Allometry and Isometry in Shinisaurus Ontogeny

There are those who insist that pterosaur juveniles and hatchlings had a short rostrum and large orbit (Bennett 1995, 1996), citing similar allometric changes during ontogeny in mammals and archosaurs. The fact that pterosaurs are not mammals or archosaurs does not appear to matter. The large reptile tree nests pterosaurs firmly within the Fenestrasauria, within the Tritosauria, within the Lepidosauria (outside the Squamates) and within the Lepidosauriformes.

Earlier we looked at isometry (relative lack of change) during ontogeny (maturation) in several pterosaurs for which we have juveniles associated with adults. These observations don’t seem to matter much to pterosaur experts who want to believe that hatchling pterosaurs had cute features. Isometry during ontogeny is generally found trait among lepidosaurs and especially so among tritosaur lepidosaurs, as evidenced by Reynoso (1989) who noticed little to no change between a juvenile and an adult Huehuecuetzpalli.

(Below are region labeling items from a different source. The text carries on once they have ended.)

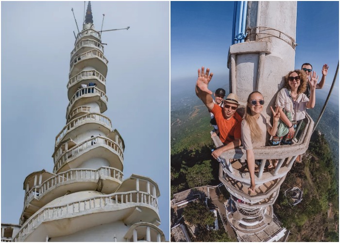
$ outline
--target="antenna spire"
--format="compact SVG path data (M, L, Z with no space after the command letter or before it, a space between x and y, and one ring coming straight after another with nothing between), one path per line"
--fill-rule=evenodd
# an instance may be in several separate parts
M93 24L93 18L92 12L91 10L91 1L88 1L88 3L87 3L87 9L86 10L86 16L85 16L85 23L87 24L91 23Z

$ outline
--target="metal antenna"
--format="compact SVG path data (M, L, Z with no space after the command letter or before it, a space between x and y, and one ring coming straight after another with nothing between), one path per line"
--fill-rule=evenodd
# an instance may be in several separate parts
M77 23L77 20L76 19L76 17L74 16L74 12L73 12L73 8L71 9L72 13L73 14L73 17L74 17L74 21L76 21L76 25L77 25L77 29L78 30L78 33L79 34L79 28L78 28L78 24Z
M128 26L126 28L124 28L123 29L113 29L112 30L106 30L105 31L101 31L101 32L105 32L105 31L115 31L115 30L128 30L129 29L130 29L130 26Z
M83 24L85 23L85 1L84 1L84 19L83 20Z
M102 35L102 24L104 23L104 17L105 17L105 15L102 14L102 29L101 29L101 36Z

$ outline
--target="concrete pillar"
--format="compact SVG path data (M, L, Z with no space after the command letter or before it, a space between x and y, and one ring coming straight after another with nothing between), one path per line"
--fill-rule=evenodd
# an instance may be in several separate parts
M149 181L146 183L146 192L148 192L148 194L150 194L150 182Z
M42 182L42 174L40 174L39 175L39 185L41 185L41 183Z
M146 227L146 241L151 242L151 237L150 236L150 227L148 226Z
M137 242L138 241L138 238L137 237L137 230L136 230L136 229L134 229L133 235L134 235L134 242Z
M139 191L139 179L138 178L136 179L136 191Z

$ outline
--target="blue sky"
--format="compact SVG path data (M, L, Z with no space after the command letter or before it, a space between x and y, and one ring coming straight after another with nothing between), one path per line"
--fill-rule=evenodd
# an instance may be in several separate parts
M171 84L190 79L194 84L197 70L202 66L210 68L215 80L228 76L234 2L171 2ZM329 90L339 60L339 10L338 1L297 4L295 68L309 62L321 76L323 65L328 64L323 92ZM339 76L336 86L333 92L338 96Z
M168 2L93 1L103 33L108 109L125 144L124 175L158 183L160 228L169 240ZM30 173L52 172L55 136L66 124L70 53L84 2L1 2L1 223L18 224L23 183Z

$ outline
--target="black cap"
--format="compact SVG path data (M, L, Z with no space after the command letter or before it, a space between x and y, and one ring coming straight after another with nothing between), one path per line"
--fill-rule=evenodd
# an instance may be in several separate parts
M223 96L225 96L225 90L224 90L223 88L218 88L216 89L216 91L215 91L215 93L216 94L221 94Z

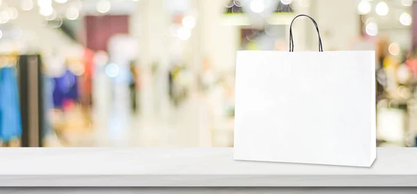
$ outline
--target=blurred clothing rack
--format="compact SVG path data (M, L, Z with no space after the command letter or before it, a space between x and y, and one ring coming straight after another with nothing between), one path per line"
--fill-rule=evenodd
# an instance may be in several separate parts
M0 69L13 67L17 72L22 136L0 147L42 147L44 110L42 100L41 59L39 55L1 55Z
M19 56L17 64L22 112L22 147L42 147L44 110L39 55Z

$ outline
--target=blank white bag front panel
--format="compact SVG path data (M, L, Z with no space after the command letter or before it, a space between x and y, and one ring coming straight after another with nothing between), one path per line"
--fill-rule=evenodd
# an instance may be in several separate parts
M238 51L234 159L370 166L374 51Z

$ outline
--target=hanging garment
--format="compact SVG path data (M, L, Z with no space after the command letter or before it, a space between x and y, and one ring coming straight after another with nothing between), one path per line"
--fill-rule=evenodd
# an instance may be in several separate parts
M43 108L44 108L44 130L42 134L42 138L46 137L52 133L52 123L49 116L49 112L50 109L54 108L54 98L52 97L52 92L54 90L54 83L52 79L48 76L43 76L42 81L44 85L44 98L43 98Z
M63 108L64 104L69 100L78 101L78 80L72 72L67 70L64 74L54 78L54 105L57 108Z
M22 135L16 71L0 69L0 139L7 142Z

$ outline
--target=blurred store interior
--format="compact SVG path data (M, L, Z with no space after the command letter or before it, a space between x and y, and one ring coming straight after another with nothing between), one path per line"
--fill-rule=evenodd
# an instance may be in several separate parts
M412 0L1 0L0 145L233 146L236 51L288 51L298 14L325 51L376 51L377 145L417 146Z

Today we’ll take a look at allometry AND isometry during ontogeny in a rare living lizard (Squamata, Autarchoglossa, Anguimorpha), Shinisaurus crocodilurus (Figs. 1, 2, the Chinese crocodile lizard).

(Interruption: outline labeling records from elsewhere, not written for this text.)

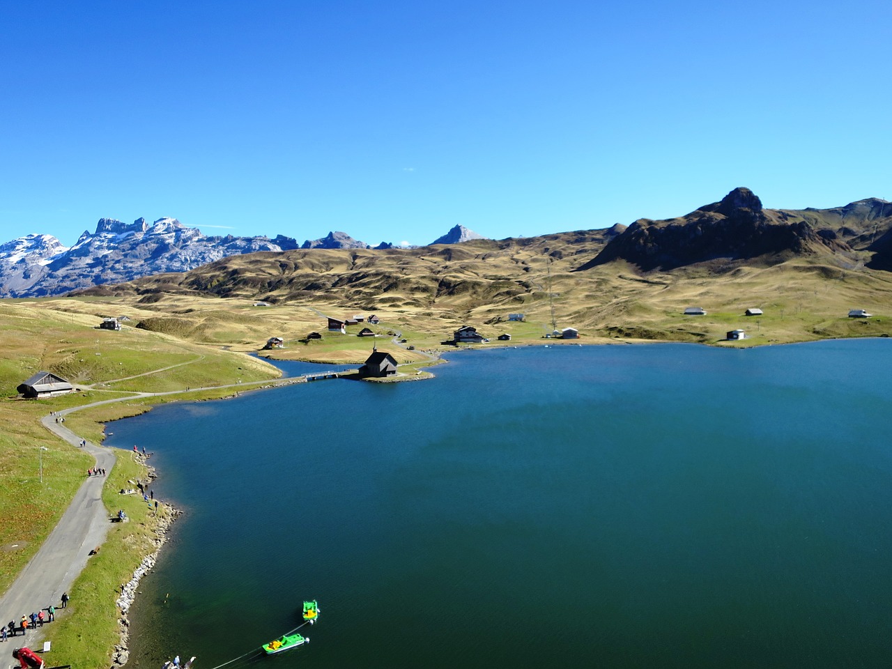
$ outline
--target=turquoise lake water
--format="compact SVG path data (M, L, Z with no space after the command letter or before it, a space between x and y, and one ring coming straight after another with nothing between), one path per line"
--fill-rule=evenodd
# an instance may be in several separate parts
M115 423L186 510L131 664L888 666L892 342L450 360Z

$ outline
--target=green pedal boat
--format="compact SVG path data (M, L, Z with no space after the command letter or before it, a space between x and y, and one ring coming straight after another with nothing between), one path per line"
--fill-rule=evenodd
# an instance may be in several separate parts
M304 643L310 643L310 639L301 637L300 634L285 634L284 637L277 639L275 641L263 644L260 648L267 655L275 655L283 650L297 648Z
M313 599L312 601L303 602L303 619L308 621L310 624L316 622L316 619L319 615L319 603Z

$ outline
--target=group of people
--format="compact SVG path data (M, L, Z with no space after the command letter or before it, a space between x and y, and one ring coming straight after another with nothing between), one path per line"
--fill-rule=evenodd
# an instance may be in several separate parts
M65 608L68 607L68 592L62 592L62 607ZM41 608L37 613L32 613L30 615L22 615L21 620L16 623L14 620L11 620L9 623L0 627L0 640L5 641L9 637L14 637L19 632L21 632L22 636L25 636L28 630L36 630L37 627L43 627L44 623L52 623L55 620L55 607L50 604L46 608ZM22 665L24 666L24 665Z
M182 667L179 665L179 656L178 655L173 660L168 660L163 665L161 665L161 669L191 669L192 663L195 661L194 657L190 657L189 661L186 662Z

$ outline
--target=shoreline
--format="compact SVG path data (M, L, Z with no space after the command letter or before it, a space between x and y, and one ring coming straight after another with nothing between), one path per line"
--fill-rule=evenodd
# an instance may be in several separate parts
M158 477L155 468L148 464L147 457L137 454L136 461L145 467L146 477L149 483ZM144 483L144 489L145 487ZM115 644L112 653L112 666L124 666L130 659L130 618L128 613L130 610L130 607L136 600L136 595L138 594L136 588L139 587L139 582L142 581L143 577L152 571L152 568L155 566L155 563L158 561L158 556L161 552L161 548L167 543L168 533L170 531L174 522L184 513L181 509L163 501L159 502L159 508L162 508L164 513L155 516L155 526L153 528L155 534L153 543L155 549L143 558L143 560L134 571L130 580L120 586L120 596L115 600L115 605L118 607L120 614L118 620L120 640Z
M870 336L870 337L827 338L827 339L814 340L814 342L817 343L817 342L824 342L824 341L845 341L845 340L848 340L848 339L862 339L862 338L864 338L864 339L879 339L879 338L881 338L881 337L880 337L880 336ZM805 342L794 342L794 343L812 343L812 341L805 341ZM599 345L607 345L607 344L633 345L635 343L652 343L652 344L657 344L657 343L688 343L688 344L693 344L693 345L704 345L702 343L696 343L696 342L672 342L672 341L657 342L657 341L647 341L646 340L646 341L640 341L640 342L627 342L627 341L609 342L608 341L608 342L599 342L599 343L583 343L579 342L579 341L566 340L566 341L561 342L560 343L543 342L542 343L523 343L523 344L521 344L521 343L518 343L518 344L504 343L504 344L499 344L499 345L494 345L494 346L485 346L485 347L463 346L463 347L457 347L454 350L454 351L441 351L441 355L450 355L452 352L458 352L458 351L489 351L489 350L504 350L504 349L512 349L512 348L513 349L520 349L520 348L528 348L528 347L531 347L531 346L541 346L542 344L545 344L545 345L554 345L554 346L563 346L563 345L578 345L578 346L594 345L594 346L599 346ZM705 344L705 345L710 345L710 344ZM762 344L762 345L772 345L772 344ZM761 347L761 346L758 346L758 347ZM741 349L741 348L758 348L758 347L757 346L733 346L732 348ZM719 347L719 348L727 348L727 347ZM275 359L268 359L274 360ZM310 362L310 361L308 361L308 362ZM435 366L436 364L447 364L448 362L450 362L450 360L448 359L440 357L439 359L434 364L434 366ZM323 362L323 363L316 363L316 364L323 364L324 365L324 364L329 364L329 363ZM412 364L412 363L409 363L409 364ZM422 370L419 369L418 371L421 372ZM422 374L424 376L422 376ZM384 383L393 383L393 382L418 381L418 380L423 380L425 378L435 377L434 375L431 374L430 372L422 372L422 374L406 376L401 377L399 379L392 378L392 379L370 379L370 380L372 380L374 382L377 382L377 383L382 383L382 382L384 382ZM292 378L278 379L277 381L272 381L272 382L270 382L270 381L259 382L256 384L252 384L252 385L245 384L245 385L242 385L241 387L238 387L238 389L235 392L235 396L237 397L237 395L240 394L240 392L254 391L254 390L268 390L268 389L271 389L271 388L280 387L280 386L283 386L283 385L289 385L289 384L295 384L295 383L301 383L301 381L302 381L302 379L292 377ZM223 387L223 386L221 386L221 387ZM191 392L194 392L196 391L193 390ZM187 391L178 392L181 392L184 395L188 395L188 393L189 393L189 392L187 392ZM163 393L163 394L174 394L174 393ZM213 399L229 399L233 395L229 395L228 397L220 397L220 398L213 398ZM133 398L122 398L120 400L120 401L127 401L127 400L132 400L132 399ZM177 401L177 402L182 402L182 401L188 401L188 400L189 400L188 397L183 397L182 399L176 400L175 401ZM192 400L192 401L210 401L210 399L201 399L201 400L194 399L194 400ZM80 407L74 407L74 408L71 408L71 409L61 411L60 413L67 414L67 413L70 413L70 412L72 412L72 411L76 411L76 410L79 410L79 409L86 409L87 406L89 406L89 405L83 405L83 406L80 406ZM145 410L151 410L153 408L153 405L147 406L146 409L145 409ZM49 427L49 425L47 425L47 427ZM70 439L66 439L66 437L62 434L61 434L60 432L57 432L55 430L53 430L53 431L60 438L63 439L64 441L70 441ZM74 435L74 433L69 431L67 428L65 428L65 432L68 432L70 434ZM103 434L103 438L104 438L104 434ZM115 453L118 450L122 450L122 452L128 452L127 450L123 450L121 449L117 449L117 448L114 448L114 447L101 447L101 448L103 450L105 450L106 452L110 452L110 453ZM154 478L157 477L156 470L155 470L154 467L153 467L151 465L148 464L148 462L147 462L148 458L145 458L145 456L142 456L141 454L136 454L136 459L137 460L137 462L139 463L139 465L142 467L145 467L145 477L148 478L149 481L151 481L151 480L153 480L153 479L154 479ZM147 573L149 573L152 570L152 568L154 566L154 565L155 565L155 563L156 563L156 561L158 559L158 557L161 554L161 549L163 548L164 544L168 541L168 536L167 535L170 532L170 530L172 528L172 525L173 525L173 523L177 520L177 518L180 515L183 514L182 510L176 508L174 506L172 506L172 505L170 505L170 504L169 504L167 502L161 502L161 504L164 505L163 508L165 509L165 512L164 512L163 515L159 515L158 516L156 516L156 524L152 528L152 531L153 531L153 533L155 535L154 539L153 540L153 550L150 554L145 555L145 556L143 557L142 560L140 561L139 566L136 567L136 569L132 574L132 575L130 577L130 580L128 582L123 583L120 586L120 595L117 597L117 599L114 599L114 605L116 607L118 607L118 611L119 611L118 618L119 618L119 630L120 630L120 637L119 642L117 644L115 644L113 646L113 648L111 649L111 657L112 657L112 666L118 666L118 667L123 666L123 665L125 665L128 663L128 661L129 659L128 640L129 640L129 636L130 636L130 621L129 621L128 616L129 608L131 607L131 606L135 602L136 597L138 594L137 588L138 588L138 584L139 584L141 579ZM161 507L160 507L160 508L161 508ZM104 506L103 506L103 508L104 508ZM104 543L104 541L105 541L105 539L103 538L102 543Z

Figure 1. Lateral views of Shinisaurus adult and juvenile, to scale and to the same skull length. While the skull proportions are roughly the same (isometry) changes that can be noted are noted (allometry).

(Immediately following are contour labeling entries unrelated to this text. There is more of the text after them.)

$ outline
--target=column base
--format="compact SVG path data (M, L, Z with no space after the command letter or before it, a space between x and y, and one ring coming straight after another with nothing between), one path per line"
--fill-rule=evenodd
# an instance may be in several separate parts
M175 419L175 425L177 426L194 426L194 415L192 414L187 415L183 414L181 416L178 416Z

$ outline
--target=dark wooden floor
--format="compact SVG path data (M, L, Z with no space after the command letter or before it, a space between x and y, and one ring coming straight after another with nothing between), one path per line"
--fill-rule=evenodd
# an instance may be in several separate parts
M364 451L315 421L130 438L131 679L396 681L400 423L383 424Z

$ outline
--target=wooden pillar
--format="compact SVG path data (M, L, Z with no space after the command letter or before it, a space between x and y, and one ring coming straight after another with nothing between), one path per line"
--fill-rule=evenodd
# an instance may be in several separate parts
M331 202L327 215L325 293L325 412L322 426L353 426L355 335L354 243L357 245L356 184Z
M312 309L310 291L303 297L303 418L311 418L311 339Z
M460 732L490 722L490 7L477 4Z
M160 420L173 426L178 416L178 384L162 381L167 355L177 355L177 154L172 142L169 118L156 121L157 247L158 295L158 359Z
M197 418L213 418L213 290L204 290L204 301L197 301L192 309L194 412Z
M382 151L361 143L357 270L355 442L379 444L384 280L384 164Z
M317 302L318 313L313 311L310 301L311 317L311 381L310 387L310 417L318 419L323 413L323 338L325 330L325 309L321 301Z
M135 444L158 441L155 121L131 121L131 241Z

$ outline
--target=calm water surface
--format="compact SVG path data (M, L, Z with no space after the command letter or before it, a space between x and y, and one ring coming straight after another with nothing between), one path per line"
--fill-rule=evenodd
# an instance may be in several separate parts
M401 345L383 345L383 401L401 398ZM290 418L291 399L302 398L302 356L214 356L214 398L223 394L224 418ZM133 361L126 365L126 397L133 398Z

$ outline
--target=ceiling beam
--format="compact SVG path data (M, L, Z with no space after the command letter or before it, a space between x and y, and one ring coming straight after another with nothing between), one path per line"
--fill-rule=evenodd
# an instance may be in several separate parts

Figure 1. Lateral views of Shinisaurus adult and juvenile, to scale and to the same skull length. While the skull proportions are roughly the same (isometry) changes that can be noted are noted (allometry). Note there is no rostral elongation during maturation in this taxon. Images from Digimorph.org

The skulls of the juvenile and adult
show very little rostral elongation during maturity. The orbit is only slightly reduced in the adult. Larger changes are noted on the figures. Surprisingly, the teeth are relatively smaller in the adult. The expanded braincase in the juvenile is reduced in the adult, but an expanded (inflated) occiput is retained and further expanded in several burrowing lizards, retained in a process called neotony.

Figure 2. Dorsal views of Shinisaurus juvenile and adult with notes on isometric and allometric changes.

Figure 2. Dorsal views of Shinisaurus juvenile and adult with notes on isometric and allometric changes. Left image from Digimorph.org.

Wikipedia reports: Shinisaurus, the Chinese crocodile lizard, was once also regarded as a member of Xenosauridae, but most recent studies of the evolutionary relationships of anguimorphs consider Shinisaurus to be more closely related to monitor lizardsand helodermatids than to Xenosaurus. It is now placed in its own family Shinisauridae. The large reptile tree agrees with this nesting.

References
Bennett SC 1995. A statistical study of Rhamphorhynchus from the Solnhofen Limestone of Germany: Year-classes of a single large species. Journal of Paleontology 69: 569–580.
Bennett SC 1996. Year-classes of pterosaurs from the Solnhofen limestones of Germany: taxonomic and systematic implications. Journal of Vertebrate Paleontology 16:432–444.